La última semana del año, el estudio está más silencioso de lo habitual. No porque esté vacío, sino porque hay cosas que ya no piden ser tocadas. Papeles a medio usar, pinceles con restos secos de color, una taza olvidada con té frío. Afuera, la luz entra de lado, más baja, como si también estuviera cansada. Me muevo despacio, no por cuidado, sino porque el cuerpo parece saber que algo se está cerrando sin necesidad de anunciarlo.
Diciembre suele venir acompañado de balances, listas, aprendizajes. Como si el tiempo, para tener sentido, necesitara entregarnos una moraleja clara: esto fue lo bueno, esto lo malo, esto lo que hay que corregir. Pero hay años —y este es uno de ellos— que no se dejan resumir. Años que no caben en una frase inspiradora ni en un gesto de optimismo forzado. Años que se sienten más como una acumulación de capas que como una línea recta.
Pienso en cómo, históricamente, hemos querido domesticar el tiempo. Los calendarios agrícolas, los rituales de cierre, las fiestas del solsticio, incluso los propósitos modernos de año nuevo: todos intentos por marcar un antes y un después, por decir “hasta aquí”. Sin embargo, el cuerpo rara vez obedece esos cortes simbólicos. El cansancio no se reinicia el 31 de diciembre. Las preguntas no entienden de calendarios.

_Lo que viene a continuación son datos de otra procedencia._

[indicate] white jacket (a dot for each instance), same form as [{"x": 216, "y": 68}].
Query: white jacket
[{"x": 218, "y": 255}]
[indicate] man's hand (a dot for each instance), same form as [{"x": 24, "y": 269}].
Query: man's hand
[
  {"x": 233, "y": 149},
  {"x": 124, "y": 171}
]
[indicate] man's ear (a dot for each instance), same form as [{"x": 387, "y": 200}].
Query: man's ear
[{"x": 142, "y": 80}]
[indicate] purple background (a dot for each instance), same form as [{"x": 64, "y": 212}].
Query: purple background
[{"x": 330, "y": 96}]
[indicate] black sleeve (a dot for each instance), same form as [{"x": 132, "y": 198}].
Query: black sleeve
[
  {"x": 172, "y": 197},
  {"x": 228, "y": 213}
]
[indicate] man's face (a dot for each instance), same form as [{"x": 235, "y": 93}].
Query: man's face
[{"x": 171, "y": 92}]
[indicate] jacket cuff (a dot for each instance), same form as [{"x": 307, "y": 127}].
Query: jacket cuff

Hay algo incómodo en la exigencia de cerrar con sentido. En el arte, en la vida, incluso en el duelo. Como si toda experiencia tuviera la obligación de enseñarnos algo claro, algo útil, algo comunicable. Pero muchas veces lo que queda no es una lección, sino una sensación difusa: una presión en el pecho, una nostalgia sin nombre, una imagen que vuelve sin avisar. Eso también es experiencia, aunque no sepamos qué hacer con ella.
Walter Benjamin hablaba de la experiencia que no se transmite fácilmente, aquella que no se convierte en relato ejemplar. Pienso en eso mientras observo una mancha de pintura en el suelo del taller, una que no recuerdo haber hecho. No sé de qué día es, ni qué estado de ánimo la produjo. Está ahí, sin explicación, y sin embargo contiene algo del tiempo vivido. No necesita justificarse.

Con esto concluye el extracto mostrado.